Wait, why is one of my device slowly moving away from me…? OMG, that’s the thief!

For the next 24 hours or so, watching where my iPhone stayed for a few hours, I would get to know the thief as a real person, who does normal people things — despite being a professional criminal.

Note: iPhones on iOS 15 and later still track location even when out of batteries, as long as they are near other iOS devices — such as the billions of iPhones in the big world out there.

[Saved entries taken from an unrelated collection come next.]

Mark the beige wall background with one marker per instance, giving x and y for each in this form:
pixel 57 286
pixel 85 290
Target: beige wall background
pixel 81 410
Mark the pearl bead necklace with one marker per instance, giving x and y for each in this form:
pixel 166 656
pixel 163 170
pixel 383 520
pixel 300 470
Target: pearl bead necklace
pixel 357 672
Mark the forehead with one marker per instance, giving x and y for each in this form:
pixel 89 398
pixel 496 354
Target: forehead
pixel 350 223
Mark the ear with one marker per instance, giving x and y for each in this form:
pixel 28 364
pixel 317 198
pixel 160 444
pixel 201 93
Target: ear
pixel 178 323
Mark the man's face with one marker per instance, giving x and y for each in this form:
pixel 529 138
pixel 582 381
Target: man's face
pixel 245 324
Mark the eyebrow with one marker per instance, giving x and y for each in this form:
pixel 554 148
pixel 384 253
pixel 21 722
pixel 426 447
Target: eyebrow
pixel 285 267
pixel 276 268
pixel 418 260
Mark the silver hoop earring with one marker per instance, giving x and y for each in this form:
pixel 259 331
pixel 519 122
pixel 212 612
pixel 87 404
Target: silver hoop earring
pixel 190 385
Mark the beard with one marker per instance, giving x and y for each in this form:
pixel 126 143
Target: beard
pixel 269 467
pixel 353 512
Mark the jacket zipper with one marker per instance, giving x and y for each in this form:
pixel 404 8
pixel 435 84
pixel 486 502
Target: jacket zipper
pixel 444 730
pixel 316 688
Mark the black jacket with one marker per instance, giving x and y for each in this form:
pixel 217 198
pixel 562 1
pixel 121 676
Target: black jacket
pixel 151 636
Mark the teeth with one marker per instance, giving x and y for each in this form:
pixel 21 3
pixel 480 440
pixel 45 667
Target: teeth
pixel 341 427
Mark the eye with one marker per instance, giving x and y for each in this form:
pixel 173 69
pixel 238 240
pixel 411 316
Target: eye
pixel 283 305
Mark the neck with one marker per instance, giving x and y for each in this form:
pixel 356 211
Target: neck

The location meandered from SFO towards South SF (new jurisdiction police notified), and then up the freeway exiting in SOMA. It stopped at street parking on 4th next to the Metreon around 10:30 PM for about 2 hours.

We traced it down to the 4 cars parked there, and left a note on the car with the Penn license plate and the solid black tinted windows (even the front windows were 100% tinted, when it should be only 30% in California). We left a note with my number on it, hoping that the thief might be a good person. But, alas, he never called me back. :-(

Shortly after we left, Find My showed my iPhone moving again. (Maybe it was that suspicious looking party who saw me put the note on their car, who dared not approach us, oddly, thief avoiding confrontation with the victim.)

According to Find My, the thief went right back to SFO T3 to grab more luggage to steal. They were there for a few hours, and SFO police were notified again. It was there until around 5 AM, when I fell asleep.

When I woke up at 9 AM, Find My showed that it was at Planet Fitness in Daly City. I suppose the thief is someone who works out. It was there until 11:15 AM, when it started to move again. It drove right by the Colma Police Station. And then, it went dark.

The last location it sent was 1:43 AM, back at SFO, but it’s the wrong terminal — it’s at International — likely on a int’l flight that just departed.

Of course, this is the heart sinking element — like when Rose in Titanic threw her emerald iPhone down into the ocean — I’d not be seeing it again. Activation Locked iPhones reported as stolen can’t be used in the US. So I supposed it was exchanged and sold to the international black market of offline iPhones.

Lost. Forever. RIP.

And there you have it, a day in the life of a professional luggage thief. Saturday night: steal luggage from SFO T2. Drive through town. Watch a 10:30pm movie at the Metreon. Drive back to SFO, but let’s try T3 this time to steal more luggage. Go to gym in Daly City around 9 AM. Drive past a police station. Sell the iPhone and get paid, to retain status as a pro luggage thief (not like those amateurs!).

Total driving time: about 1 hour in no traffic. Google Maps route here.

In conclusion, can we say that the pandemic is over — at least for the luggage criminals of the travel industry? I unwittingly became one of the first victims of the re-start of luggage theft at the carousel. I wonder what they did for most of the pandemic, and I just wish they could do something more productive as a capital-gaining career. Obviously the thief is a normal dude who does normal dude things, other than stealing people’s luggage. I am saddened that luggage theft remains their preferred or more lucrative market.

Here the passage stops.